Eye of The Argus

Several companies are suspected to be forced by Choi Soon-sil and her people to unfairly provide work to some companies in which they are involved. When some companies are involved in unfair trade, the Fair Trade Commission (FTC) accuses them of the unfair action. This past September, the FTC levied a large fine of 7.17 billion won on CJ CGV, CJ Group’s multiplex theater chain, for unfair transactions with an advertising agency which is a hundred percent owned by the younger brother of the head of CJ, Lee Jay-hyun.

Likewise, the FTC has been accusing companies which are suspected of unfair trading with their subsidiary companies over the amount regulations allow. The regulations were introduced in 2013 to combat unfair trade and transactions within large companies.
However, large companies have been evading the rules by lowering down the monetary amount of transactions within the companies to the amount that the regulations allow. The amount of taxes large companies paid because of insider transactions has been getting smaller since 2014 with taxes amounting to 80.1 billion won paid in 2013, 102.5 billion won in 2014, 50.1 billion won in 2015 and 49.9 billion won in 2016, respectively.

Plus, the total amount of insider trade by individual subsidary company of large companies in 2016 which the taxes are incurred increased by 22 percent from 2015, totaling 49.7 million won in 2015 and 60.5 million won in 2016.

Incidentally, although the unfair trade inside large companies is a serious problem, some say that this issue within mid-sized companies is also serious. Last year, CEO Score looked into the stock trades of the top 100 companies in South Korea, and it turned out that the ratio of illegal insider trading of 51 mid-size companies was 14.8 percent, which is higher than that of large companies by 1.4 percent point.

The reason why mid-sized companies do not receive punishment from the FTC is because, in the past, the regulation was needed to be eased for mid-sized and small sized businesses because the intent of the regulation was to prevent large companies from unfair trade inside a company and to keep the presidents’ families of large family firms from irregularly transferring their wealth.

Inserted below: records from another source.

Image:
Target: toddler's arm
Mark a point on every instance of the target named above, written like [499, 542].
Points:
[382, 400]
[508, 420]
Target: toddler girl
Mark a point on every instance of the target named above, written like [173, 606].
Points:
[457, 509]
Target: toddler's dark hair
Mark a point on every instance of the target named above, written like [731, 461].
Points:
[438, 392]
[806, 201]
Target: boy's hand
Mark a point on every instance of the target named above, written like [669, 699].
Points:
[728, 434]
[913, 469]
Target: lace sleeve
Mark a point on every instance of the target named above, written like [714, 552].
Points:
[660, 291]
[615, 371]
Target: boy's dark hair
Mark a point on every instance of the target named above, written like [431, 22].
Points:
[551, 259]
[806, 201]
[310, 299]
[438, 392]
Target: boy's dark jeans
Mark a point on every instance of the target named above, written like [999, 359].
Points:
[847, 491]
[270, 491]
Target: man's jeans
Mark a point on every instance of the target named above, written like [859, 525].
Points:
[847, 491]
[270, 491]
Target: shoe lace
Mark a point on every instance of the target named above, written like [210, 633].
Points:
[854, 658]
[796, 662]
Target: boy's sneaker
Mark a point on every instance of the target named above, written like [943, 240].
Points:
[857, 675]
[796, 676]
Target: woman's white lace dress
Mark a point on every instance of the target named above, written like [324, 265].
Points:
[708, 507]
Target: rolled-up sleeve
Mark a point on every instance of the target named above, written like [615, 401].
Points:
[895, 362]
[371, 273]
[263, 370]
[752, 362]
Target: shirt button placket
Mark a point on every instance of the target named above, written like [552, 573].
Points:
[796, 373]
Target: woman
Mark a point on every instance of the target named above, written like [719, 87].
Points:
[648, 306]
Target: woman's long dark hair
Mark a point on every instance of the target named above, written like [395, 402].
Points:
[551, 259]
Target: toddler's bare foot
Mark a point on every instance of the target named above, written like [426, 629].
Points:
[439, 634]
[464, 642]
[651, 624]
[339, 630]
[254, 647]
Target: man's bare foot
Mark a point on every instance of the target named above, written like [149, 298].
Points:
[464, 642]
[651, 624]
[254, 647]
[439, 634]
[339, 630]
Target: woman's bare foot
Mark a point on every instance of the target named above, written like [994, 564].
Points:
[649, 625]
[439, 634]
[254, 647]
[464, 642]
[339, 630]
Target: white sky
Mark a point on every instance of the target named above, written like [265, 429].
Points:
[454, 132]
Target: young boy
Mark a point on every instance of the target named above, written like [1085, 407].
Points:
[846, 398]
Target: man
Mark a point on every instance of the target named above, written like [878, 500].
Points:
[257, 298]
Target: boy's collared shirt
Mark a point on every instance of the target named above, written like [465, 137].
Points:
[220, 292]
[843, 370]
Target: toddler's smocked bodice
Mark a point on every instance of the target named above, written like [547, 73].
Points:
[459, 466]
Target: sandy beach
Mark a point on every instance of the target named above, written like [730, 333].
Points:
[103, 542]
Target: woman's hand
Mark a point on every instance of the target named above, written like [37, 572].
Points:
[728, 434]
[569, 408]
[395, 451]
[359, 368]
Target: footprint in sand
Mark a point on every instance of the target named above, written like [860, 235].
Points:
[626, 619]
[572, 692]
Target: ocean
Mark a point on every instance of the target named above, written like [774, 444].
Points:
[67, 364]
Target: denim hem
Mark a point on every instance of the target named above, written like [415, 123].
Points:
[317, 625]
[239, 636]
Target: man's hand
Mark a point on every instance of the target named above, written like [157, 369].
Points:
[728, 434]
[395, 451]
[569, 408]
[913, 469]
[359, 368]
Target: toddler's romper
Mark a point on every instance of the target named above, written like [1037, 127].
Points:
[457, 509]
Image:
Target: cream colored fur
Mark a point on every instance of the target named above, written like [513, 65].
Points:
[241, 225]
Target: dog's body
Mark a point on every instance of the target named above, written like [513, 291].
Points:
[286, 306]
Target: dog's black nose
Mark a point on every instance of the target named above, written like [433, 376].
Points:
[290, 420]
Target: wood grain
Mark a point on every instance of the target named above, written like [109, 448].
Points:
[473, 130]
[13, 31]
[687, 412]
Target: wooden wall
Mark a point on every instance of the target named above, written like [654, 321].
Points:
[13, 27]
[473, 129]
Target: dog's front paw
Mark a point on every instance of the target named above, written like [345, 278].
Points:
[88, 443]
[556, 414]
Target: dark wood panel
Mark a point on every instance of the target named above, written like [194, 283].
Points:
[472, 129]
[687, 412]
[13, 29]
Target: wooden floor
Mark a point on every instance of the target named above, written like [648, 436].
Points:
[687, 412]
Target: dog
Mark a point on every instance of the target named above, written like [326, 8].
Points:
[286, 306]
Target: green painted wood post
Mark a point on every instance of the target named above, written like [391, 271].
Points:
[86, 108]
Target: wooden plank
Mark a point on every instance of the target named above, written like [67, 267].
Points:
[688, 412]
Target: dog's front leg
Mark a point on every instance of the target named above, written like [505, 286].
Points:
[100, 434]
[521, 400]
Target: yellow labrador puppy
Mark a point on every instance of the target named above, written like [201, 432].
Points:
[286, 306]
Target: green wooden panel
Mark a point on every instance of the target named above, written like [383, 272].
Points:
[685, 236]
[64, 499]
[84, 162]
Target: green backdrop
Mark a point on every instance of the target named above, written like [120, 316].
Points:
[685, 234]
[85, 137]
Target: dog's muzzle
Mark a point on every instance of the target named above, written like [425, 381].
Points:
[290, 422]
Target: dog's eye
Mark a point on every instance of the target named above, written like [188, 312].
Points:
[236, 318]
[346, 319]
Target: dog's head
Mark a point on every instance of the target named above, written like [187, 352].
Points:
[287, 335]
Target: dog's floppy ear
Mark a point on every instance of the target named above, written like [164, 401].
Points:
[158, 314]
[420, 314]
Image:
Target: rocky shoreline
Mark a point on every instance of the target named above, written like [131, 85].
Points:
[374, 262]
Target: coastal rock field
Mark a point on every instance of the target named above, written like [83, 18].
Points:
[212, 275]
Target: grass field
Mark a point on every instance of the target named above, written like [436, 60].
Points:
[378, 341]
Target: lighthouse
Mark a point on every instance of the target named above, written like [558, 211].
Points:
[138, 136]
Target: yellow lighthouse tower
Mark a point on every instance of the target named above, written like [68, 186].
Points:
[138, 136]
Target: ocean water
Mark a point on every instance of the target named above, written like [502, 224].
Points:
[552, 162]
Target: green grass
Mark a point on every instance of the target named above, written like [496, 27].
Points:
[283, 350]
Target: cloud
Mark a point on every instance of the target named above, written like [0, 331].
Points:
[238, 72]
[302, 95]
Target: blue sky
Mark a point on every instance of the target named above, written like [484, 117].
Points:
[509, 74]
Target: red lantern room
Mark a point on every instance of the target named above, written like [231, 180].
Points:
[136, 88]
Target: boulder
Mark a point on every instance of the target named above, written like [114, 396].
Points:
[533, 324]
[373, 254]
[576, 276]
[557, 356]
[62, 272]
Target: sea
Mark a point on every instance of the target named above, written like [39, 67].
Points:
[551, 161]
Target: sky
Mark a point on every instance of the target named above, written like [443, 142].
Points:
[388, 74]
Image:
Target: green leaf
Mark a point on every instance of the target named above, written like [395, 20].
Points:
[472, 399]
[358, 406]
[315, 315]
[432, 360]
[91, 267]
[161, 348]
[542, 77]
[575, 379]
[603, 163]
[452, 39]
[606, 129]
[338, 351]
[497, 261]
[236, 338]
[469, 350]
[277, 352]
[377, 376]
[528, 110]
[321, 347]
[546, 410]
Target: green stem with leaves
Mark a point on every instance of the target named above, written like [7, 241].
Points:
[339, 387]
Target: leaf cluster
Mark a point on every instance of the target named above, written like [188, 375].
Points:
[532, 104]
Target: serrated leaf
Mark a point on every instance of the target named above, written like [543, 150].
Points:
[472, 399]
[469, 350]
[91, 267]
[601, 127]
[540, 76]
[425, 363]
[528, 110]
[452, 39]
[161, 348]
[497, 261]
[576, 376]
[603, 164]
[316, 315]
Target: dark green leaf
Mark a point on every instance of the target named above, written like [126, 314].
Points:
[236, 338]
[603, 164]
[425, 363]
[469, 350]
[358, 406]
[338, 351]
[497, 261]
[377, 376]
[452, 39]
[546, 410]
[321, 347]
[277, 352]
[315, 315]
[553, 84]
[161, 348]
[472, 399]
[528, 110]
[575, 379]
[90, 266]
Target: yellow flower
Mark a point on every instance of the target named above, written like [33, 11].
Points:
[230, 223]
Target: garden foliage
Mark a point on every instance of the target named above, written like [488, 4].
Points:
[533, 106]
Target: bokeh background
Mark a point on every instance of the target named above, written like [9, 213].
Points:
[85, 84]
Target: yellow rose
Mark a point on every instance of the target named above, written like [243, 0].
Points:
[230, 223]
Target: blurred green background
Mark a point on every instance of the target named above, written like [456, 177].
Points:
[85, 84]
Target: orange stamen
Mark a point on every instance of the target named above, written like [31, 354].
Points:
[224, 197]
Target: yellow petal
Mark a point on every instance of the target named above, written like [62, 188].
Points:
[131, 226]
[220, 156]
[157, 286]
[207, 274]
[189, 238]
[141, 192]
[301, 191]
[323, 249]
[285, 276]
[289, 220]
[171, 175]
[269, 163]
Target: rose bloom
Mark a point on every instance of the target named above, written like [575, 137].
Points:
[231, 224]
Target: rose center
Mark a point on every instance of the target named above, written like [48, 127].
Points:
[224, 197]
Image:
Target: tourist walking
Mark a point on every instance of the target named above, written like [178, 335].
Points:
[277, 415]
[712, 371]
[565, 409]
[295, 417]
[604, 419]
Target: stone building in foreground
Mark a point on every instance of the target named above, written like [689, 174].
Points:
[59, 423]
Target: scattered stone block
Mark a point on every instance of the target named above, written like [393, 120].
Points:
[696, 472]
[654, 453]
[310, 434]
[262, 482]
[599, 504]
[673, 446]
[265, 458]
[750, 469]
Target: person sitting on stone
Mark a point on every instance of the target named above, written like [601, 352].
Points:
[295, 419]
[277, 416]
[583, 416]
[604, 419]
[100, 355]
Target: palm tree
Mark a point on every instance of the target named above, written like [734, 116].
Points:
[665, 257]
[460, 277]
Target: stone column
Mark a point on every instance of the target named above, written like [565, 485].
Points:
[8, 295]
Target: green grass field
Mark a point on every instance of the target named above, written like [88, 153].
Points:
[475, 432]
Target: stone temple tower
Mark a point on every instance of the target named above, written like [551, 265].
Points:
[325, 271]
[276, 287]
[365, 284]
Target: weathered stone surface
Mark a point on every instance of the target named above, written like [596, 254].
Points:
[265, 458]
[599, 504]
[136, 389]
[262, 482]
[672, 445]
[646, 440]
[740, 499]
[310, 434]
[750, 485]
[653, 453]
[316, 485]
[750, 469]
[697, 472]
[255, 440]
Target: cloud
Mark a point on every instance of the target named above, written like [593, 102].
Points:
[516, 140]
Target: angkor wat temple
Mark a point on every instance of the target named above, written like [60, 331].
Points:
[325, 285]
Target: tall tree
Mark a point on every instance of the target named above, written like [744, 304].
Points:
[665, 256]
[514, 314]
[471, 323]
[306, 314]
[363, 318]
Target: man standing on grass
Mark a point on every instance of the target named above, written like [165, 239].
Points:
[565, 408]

As a result, the regulation was revised to ease some of the burden carried by midsized and small sized businesses, and their taxes were reduced as well.

There are so many companies with various size that are giving property to the president’s family in irregular ways. One of the ways they do this is to found a subsidiary company and trade with it. To regulate this irregular way of increasing fortune and unfair trade, the FTC exists. However, present regulations only target large companies so such efforts are ineffective with regards to regulating midsize companies. To prevent all companies from evading these regulations, the range of the regulations needs to be expanded to include small and mid-sized companies.